A validation of machine learning-based risk scores in the prehospital setting.

  • Douglas Spangler,
  • Thomas Hermansson,
  • David Smekal,
  • Hans Blomberg

DOI
https://doi.org/10.1371/journal.pone.0226518
Journal volume & issue
Vol. 14, no. 12
p. e0226518

Abstract

Read online

BACKGROUND:The triage of patients in prehospital care is a difficult task, and improved risk assessment tools are needed both at the dispatch center and on the ambulance to differentiate between low- and high-risk patients. This study validates a machine learning-based approach to generating risk scores based on hospital outcomes using routinely collected prehospital data. METHODS:Dispatch, ambulance, and hospital data were collected in one Swedish region from 2016-2017. Dispatch center and ambulance records were used to develop gradient boosting models predicting hospital admission, critical care (defined as admission to an intensive care unit or in-hospital mortality), and two-day mortality.

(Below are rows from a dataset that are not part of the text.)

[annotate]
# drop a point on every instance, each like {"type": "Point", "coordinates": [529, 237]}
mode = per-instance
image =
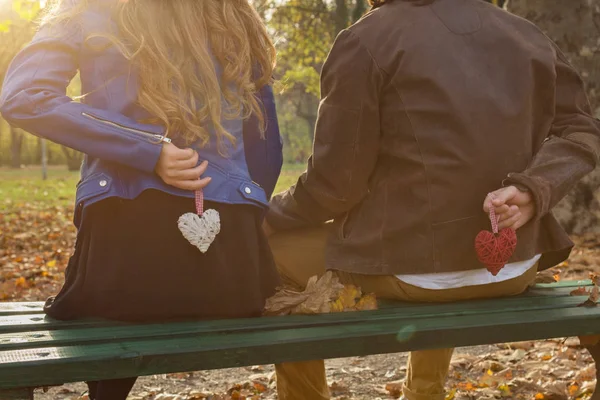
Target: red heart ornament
{"type": "Point", "coordinates": [494, 250]}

Composite risk scores were generated based on the models and compared to National Early Warning Scores (NEWS) and actual dispatched priorities in a prospectively gathered dataset from 2018. RESULTS:A total of 38203 patients were included from 2016-2018. Concordance indexes (or areas under the receiver operating characteristics curve) for dispatched priorities ranged from 0.51-0.66, while those for NEWS ranged from 0.66-0.85. Concordance ranged from 0.70-0.79 for risk scores based only on dispatch data, and 0.79-0.89 for risk scores including ambulance data. Dispatch data-based risk scores consistently outperformed dispatched priorities in predicting hospital outcomes, while models including ambulance data also consistently outperformed NEWS. Model performance in the prospective test dataset was similar to that found using cross-validation, and calibration was comparable to that of NEWS. CONCLUSIONS:Machine learning-based risk scores outperformed a widely-used rule-based triage algorithm and human prioritization decisions in predicting hospital outcomes. Performance was robust in a prospectively gathered dataset, and scores demonstrated adequate calibration. Future research should explore the robustness of these methods when applied to other settings, establish appropriate outcome measures for use in determining the need for prehospital care, and investigate the clinical impact of interventions based on these methods.